I decided to finally learn QT and started to read the “C++ GUI Programming with Qt 4” (first edition) which is available online. The book comes in a zip file that unzips to a huge, 51MB, pdf file. Even when considering the book is quite long (556 pages), the file size is very large compared to what one is used to except. The huge file size made reading the PDF less convinient, as one notices a considerable delay when opening it (especially if the PDF resides on some portable storage), so I’ve decided to play a little and see what I can do about it.
I decided to try and re-distill the book’s PDF by printing it through the default PDF printer that comes with KDE, and voilà , the newly printed PDF weighted only 5.5MB, almost 10% of the original file size. I’m not sure what bloat is getting removed as I don’t see any loss of quality except that the bookmarks and links inside the PDF were lost. I’ve also tested successfully the technique with a 30MB and 26.2MB PDFs of other books I have and it resulted in 6.7MB and 6.8MB re-distilled PDFs (respectively).

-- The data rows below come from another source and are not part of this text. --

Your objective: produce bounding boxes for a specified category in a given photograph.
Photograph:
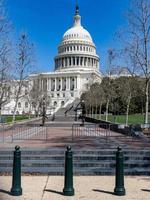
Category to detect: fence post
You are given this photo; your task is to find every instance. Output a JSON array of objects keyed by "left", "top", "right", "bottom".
[
  {"left": 114, "top": 147, "right": 126, "bottom": 196},
  {"left": 11, "top": 146, "right": 22, "bottom": 196},
  {"left": 63, "top": 146, "right": 74, "bottom": 196}
]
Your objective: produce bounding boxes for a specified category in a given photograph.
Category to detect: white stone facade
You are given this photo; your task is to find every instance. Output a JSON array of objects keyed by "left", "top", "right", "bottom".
[{"left": 1, "top": 7, "right": 102, "bottom": 114}]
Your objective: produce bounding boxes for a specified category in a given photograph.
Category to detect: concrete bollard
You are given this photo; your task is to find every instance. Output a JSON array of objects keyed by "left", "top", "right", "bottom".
[
  {"left": 11, "top": 146, "right": 22, "bottom": 196},
  {"left": 63, "top": 146, "right": 74, "bottom": 196},
  {"left": 114, "top": 147, "right": 126, "bottom": 196}
]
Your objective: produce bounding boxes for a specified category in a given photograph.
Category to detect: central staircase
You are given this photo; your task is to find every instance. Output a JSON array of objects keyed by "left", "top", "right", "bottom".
[
  {"left": 0, "top": 148, "right": 150, "bottom": 175},
  {"left": 52, "top": 98, "right": 80, "bottom": 122}
]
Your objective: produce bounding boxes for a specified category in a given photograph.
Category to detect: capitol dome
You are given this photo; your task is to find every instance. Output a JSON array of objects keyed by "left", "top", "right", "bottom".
[
  {"left": 63, "top": 21, "right": 93, "bottom": 43},
  {"left": 55, "top": 6, "right": 99, "bottom": 71}
]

So it seems one can greatly reduce big PDFs by re-distilling them using a simple PDF printer, at the cost of losing the bookmarks and links in the PDF (which I believe may be worth it depending on the original file size). It would be interesting to figure out a way to apply this technique but still maintain the bookmarks and links, if it’s possible at all.
Did you ever find out how to do this? as in distill but keep the links?
I did further testing after writing the post. If I remember correctly, the thing was that the original pdf wasn’t compressed. When I ran it through the distiller, it created a new, compressed pdf.
Compressing the pdf could also be done using pdftk, this should be a superior way as you will keep the links and bookmarks.